Increasing of the Data Size
Soon after the project started running, I found a mistake made by the researchers. The filter they applied was too strict and the actual data we need is ~2000TB.
Storage
Apparently, 2PB is beyond our current storage capability even with the tape library. Therefore, the storage portion for analyzed source data was discounted. The tape system, on the other hand, is really helpful for storing cold data. The logical volume and database developed are also very helpful in storing and tracking other kinds of data.
Network
Having 2PB of data increases the daily processing amount from 700 TB to over 2 TB, and poses a higher requirement to our network. Luckily, as the establishment of my mini datacenter, the network was upgraded to two gigabit links, which is sufficient. In order to reach the optimal downloading speed, the number of proxy nodes was increased to 9 (from B to J). With 10 download nodes (including the localhost), we can sometimes reach a speed of 2.4Gbps while downloading. It is amazing!

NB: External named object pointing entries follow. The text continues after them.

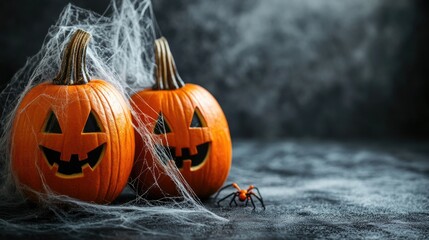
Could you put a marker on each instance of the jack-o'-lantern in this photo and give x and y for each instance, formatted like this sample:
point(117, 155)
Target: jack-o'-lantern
point(73, 136)
point(188, 125)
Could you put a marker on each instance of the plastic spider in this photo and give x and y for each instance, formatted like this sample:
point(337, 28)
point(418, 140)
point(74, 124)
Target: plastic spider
point(242, 194)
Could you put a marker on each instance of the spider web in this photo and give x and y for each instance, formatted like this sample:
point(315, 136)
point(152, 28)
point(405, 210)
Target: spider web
point(120, 52)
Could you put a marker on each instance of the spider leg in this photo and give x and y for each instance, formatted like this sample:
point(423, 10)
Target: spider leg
point(259, 198)
point(233, 200)
point(227, 196)
point(223, 188)
point(251, 200)
point(258, 192)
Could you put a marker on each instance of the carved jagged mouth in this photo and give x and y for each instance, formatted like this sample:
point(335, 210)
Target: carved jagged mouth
point(74, 166)
point(196, 159)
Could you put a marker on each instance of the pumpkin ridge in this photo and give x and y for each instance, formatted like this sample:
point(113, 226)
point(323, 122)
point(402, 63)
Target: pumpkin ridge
point(108, 88)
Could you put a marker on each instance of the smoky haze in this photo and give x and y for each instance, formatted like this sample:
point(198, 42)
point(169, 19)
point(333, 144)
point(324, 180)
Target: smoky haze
point(281, 68)
point(306, 68)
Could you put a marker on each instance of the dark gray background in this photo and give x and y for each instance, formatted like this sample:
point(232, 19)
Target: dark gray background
point(343, 69)
point(327, 69)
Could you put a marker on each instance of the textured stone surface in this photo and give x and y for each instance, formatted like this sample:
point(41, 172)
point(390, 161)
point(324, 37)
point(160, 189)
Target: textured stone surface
point(311, 190)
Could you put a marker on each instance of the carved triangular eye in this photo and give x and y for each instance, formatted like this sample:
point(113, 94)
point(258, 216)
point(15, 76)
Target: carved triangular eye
point(91, 124)
point(197, 120)
point(161, 126)
point(52, 125)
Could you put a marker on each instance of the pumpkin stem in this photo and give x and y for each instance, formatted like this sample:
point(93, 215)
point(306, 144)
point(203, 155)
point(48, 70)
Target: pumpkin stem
point(166, 76)
point(73, 67)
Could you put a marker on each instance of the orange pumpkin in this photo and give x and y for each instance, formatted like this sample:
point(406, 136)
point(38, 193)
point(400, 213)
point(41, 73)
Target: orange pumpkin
point(188, 124)
point(73, 136)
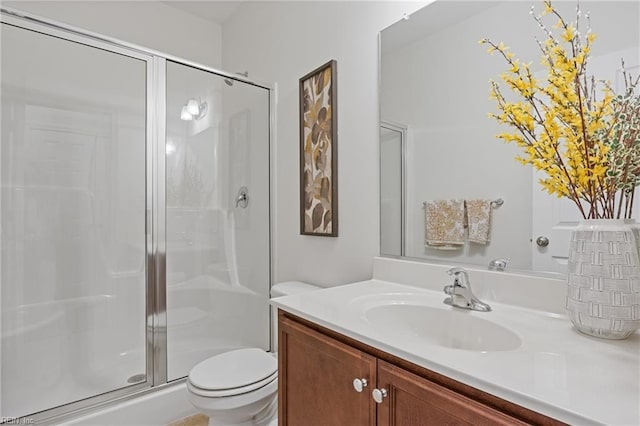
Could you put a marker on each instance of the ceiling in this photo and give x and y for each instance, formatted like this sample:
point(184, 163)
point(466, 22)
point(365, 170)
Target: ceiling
point(211, 10)
point(431, 19)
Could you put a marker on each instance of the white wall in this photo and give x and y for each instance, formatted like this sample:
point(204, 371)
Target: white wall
point(280, 42)
point(149, 24)
point(438, 86)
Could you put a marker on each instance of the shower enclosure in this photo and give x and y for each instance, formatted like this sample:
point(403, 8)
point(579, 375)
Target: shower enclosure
point(134, 212)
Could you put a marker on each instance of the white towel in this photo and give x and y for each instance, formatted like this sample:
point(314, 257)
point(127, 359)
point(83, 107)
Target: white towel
point(479, 221)
point(444, 224)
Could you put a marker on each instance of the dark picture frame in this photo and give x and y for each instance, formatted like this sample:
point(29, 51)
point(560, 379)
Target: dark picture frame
point(319, 151)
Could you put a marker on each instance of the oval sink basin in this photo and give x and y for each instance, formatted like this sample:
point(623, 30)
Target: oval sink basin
point(455, 329)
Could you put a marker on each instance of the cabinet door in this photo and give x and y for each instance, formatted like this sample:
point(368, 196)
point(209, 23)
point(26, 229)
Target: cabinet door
point(315, 380)
point(414, 401)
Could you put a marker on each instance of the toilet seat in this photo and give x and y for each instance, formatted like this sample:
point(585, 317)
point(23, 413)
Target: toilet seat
point(233, 373)
point(234, 391)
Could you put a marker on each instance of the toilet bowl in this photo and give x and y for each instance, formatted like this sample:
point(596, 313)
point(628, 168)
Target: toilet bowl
point(240, 387)
point(235, 388)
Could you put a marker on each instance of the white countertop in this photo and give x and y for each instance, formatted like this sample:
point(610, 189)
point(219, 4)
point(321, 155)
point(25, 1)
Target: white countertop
point(556, 371)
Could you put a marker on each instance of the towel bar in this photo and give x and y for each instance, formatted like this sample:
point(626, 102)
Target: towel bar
point(497, 202)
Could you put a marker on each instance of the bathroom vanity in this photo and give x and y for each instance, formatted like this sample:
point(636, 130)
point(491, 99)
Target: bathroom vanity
point(327, 378)
point(380, 352)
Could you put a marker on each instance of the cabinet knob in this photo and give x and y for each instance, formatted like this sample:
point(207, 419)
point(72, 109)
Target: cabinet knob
point(542, 241)
point(379, 395)
point(359, 384)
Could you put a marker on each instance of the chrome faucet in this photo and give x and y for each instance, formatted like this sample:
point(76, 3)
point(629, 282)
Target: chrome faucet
point(460, 294)
point(498, 264)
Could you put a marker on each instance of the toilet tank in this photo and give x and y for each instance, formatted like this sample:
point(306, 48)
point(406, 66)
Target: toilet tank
point(286, 288)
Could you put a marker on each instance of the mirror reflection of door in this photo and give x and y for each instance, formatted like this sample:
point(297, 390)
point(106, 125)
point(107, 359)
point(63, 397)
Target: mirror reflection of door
point(556, 218)
point(392, 220)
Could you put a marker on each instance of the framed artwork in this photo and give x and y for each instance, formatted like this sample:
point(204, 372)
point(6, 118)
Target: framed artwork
point(318, 152)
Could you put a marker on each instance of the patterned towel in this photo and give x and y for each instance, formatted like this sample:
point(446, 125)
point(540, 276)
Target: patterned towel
point(479, 221)
point(444, 224)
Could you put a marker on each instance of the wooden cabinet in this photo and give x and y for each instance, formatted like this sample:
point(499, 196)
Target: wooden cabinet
point(413, 400)
point(317, 368)
point(315, 379)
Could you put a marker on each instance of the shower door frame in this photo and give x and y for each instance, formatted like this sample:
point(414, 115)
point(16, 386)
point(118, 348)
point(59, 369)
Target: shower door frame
point(155, 189)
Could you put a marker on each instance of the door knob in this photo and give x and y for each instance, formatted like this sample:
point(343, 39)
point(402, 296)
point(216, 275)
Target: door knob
point(359, 384)
point(542, 241)
point(379, 395)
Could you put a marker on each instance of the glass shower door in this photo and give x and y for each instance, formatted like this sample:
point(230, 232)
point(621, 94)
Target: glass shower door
point(217, 149)
point(73, 221)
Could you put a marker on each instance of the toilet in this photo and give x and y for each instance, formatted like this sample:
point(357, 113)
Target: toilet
point(240, 387)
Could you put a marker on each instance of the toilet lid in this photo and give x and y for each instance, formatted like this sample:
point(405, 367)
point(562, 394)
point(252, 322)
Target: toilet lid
point(233, 369)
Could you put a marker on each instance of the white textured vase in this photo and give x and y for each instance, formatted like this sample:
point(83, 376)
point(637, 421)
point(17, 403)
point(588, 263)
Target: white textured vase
point(603, 293)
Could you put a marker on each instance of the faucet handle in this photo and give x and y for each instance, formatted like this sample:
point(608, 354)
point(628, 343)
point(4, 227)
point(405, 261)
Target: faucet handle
point(457, 271)
point(460, 276)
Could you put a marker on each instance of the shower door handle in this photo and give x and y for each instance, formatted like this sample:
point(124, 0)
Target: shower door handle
point(242, 199)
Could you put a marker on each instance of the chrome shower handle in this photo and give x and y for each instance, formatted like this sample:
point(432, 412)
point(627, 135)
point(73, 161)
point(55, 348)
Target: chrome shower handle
point(242, 199)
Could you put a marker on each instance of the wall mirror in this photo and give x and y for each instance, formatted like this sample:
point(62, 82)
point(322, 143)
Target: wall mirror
point(437, 142)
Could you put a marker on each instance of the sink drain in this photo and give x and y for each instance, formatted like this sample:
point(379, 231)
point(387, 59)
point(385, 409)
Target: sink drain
point(137, 378)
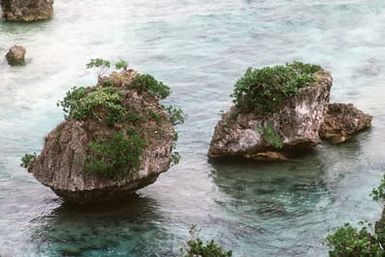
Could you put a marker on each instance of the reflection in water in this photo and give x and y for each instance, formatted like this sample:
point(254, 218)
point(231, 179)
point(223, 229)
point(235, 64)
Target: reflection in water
point(129, 228)
point(273, 199)
point(199, 48)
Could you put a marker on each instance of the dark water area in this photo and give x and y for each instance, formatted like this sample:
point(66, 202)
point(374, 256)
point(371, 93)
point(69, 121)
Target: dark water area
point(199, 48)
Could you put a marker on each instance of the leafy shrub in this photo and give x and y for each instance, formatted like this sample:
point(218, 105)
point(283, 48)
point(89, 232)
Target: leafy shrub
point(196, 247)
point(146, 82)
point(348, 241)
point(265, 90)
point(98, 63)
point(114, 155)
point(121, 65)
point(270, 135)
point(175, 114)
point(80, 103)
point(27, 160)
point(175, 158)
point(378, 193)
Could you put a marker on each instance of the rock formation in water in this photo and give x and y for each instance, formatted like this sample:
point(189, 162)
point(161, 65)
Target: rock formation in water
point(283, 110)
point(16, 55)
point(342, 121)
point(27, 10)
point(293, 125)
point(116, 138)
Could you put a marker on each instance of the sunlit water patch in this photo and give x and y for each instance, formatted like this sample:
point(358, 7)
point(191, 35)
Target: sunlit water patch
point(199, 48)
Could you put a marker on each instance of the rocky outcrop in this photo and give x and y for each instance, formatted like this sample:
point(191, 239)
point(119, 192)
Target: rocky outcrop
point(61, 164)
point(27, 10)
point(294, 126)
point(342, 121)
point(16, 55)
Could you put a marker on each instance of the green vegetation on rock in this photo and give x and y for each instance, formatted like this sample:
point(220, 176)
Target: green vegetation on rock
point(348, 241)
point(175, 114)
point(120, 147)
point(378, 193)
point(110, 157)
point(196, 247)
point(27, 160)
point(266, 90)
point(81, 103)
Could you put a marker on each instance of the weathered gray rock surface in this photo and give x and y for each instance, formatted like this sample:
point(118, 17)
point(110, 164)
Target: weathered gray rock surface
point(16, 55)
point(342, 121)
point(297, 125)
point(60, 166)
point(27, 10)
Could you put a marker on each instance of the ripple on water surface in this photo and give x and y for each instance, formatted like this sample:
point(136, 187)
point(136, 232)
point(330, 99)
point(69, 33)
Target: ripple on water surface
point(199, 48)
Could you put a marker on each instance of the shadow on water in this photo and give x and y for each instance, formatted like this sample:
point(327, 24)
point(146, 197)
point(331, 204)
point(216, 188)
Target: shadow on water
point(272, 189)
point(125, 228)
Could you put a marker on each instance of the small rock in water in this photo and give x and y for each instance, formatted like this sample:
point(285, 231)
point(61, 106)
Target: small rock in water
point(71, 251)
point(16, 55)
point(342, 121)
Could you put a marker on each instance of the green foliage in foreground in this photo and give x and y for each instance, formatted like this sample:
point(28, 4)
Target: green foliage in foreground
point(265, 90)
point(27, 160)
point(348, 241)
point(113, 156)
point(175, 114)
point(270, 136)
point(196, 247)
point(378, 193)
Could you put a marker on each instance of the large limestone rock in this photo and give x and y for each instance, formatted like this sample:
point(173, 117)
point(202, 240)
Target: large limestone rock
point(61, 164)
point(296, 125)
point(27, 10)
point(342, 121)
point(16, 55)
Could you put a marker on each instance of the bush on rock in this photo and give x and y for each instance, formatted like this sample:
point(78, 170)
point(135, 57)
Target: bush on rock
point(116, 138)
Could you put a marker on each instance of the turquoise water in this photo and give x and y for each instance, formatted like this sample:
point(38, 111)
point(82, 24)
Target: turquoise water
point(199, 48)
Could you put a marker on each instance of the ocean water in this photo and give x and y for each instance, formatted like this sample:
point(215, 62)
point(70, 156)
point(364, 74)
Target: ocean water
point(199, 48)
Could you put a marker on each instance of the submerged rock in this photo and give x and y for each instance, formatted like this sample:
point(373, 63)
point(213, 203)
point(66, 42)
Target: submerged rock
point(271, 136)
point(91, 157)
point(16, 55)
point(342, 121)
point(27, 10)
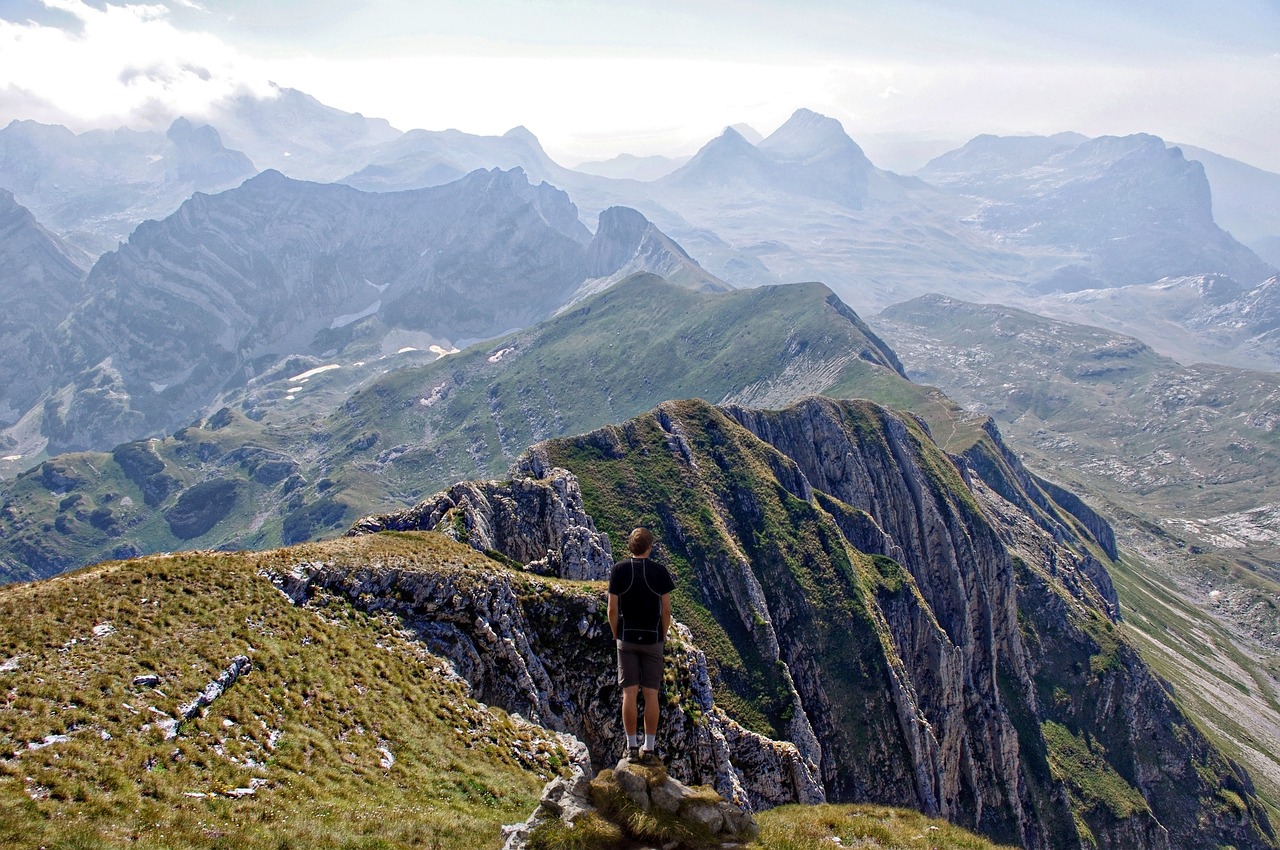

After the upgrade, we can actually download 3 - 4 TB of data per day.
Analysis Server
Take advantage of an automated analysis pipeline, each analysis server can actually ingest about ~2 TB of data. In the worst case, we only need two analysis servers to catch up with the downloading speed. As a result, not only are the existing servers sufficient, but we can also reassign one to serve as an additional high-performance hypervisor.
Dealing with Errors
Currently, the script can only fix a small amount of errors. There are still a total of 20 TB of accessions that have an unknown error. It would take a while to manually deal with these errors, and it makes sense to develop a script to facilitate this process.
Other features, like improving the human interaction capabilities further, are not worth the time since the project was proposed to be completed in 2024.